Injecting a virus that overexpresses CREB into the lateral amygdala prior to the conditioning trials can eliminate the imparied long-term memory normally found when the trial time was short intervals.
105
How do neurons that overexpress CREB become engram cells?
(a) neurons in the lateral amygdala compete to participate in the neuron ensemble that supports the fear memory and
(b) neurons expressing high levels of CREB at the time of fear conditioning win the competetion
106
How does CREB's affect on neuronal excitability influence engram cells?
CREB increases neuronal excitability. Neuronal inputs to these high CREB neurons may causes an action potential. Because potential engram cells are reciprocally inhibiotry, the CREB-expressing cells will inhibit other cells and prevent them from becoming engram cells.
107
Why did Brian Derrick conclude that the activation NMDA receptors during the retention interval produces forgetting?
He gave rats daily injections of an NMDA agonists and found that it prevented the decay of LTP and the forgetting of a working memory task.
108
What might be the important brain adaptation that is responsible for why we forget?
Processes that produce active forgetting at psychological level may have evolved to help maintain the balance of excitatory and inhibitory inputs on a neuron.
109
The study of neural dynamics by Inokuci’s group (Gandour et al.) revealed several important discoveries. Describe two.
1. Not all ensembles activate by the learning experience were activated by the retrieval test.
2. Only ensembles active during sleep became were activated by retrieval.
110
Why would one vary the interval separating training and the administration of a protein synthesis inhibitor such as anisomycin?
This would be done to be sure that the effect was selective for proteins synthesized in response to the memory-inducing behavioral experience and not just a nonselective effect of blocking protein synthesis.
111
Describe two sources of evidence that BDNF is important for memory consolidation.

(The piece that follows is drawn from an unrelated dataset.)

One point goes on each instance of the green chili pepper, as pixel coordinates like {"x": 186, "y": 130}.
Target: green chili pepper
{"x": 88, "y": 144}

1) BDNF protein levels are increased in the hippocampus by contextual fear conditioning and place learning and in the BLA by fear conditioning.
2) 2) Interfering with BDNF function impaired the development of long-term memory.
112
What were the results of injecting lidocaine or clenbuterol into the BLA?
Lidocaine reduced the level of Arc protein in the hippocampus and the memory experience was impaired. Clenbuterol increased the level of Arc protein in the hippocampus, and the memory for the training experience was strengthened.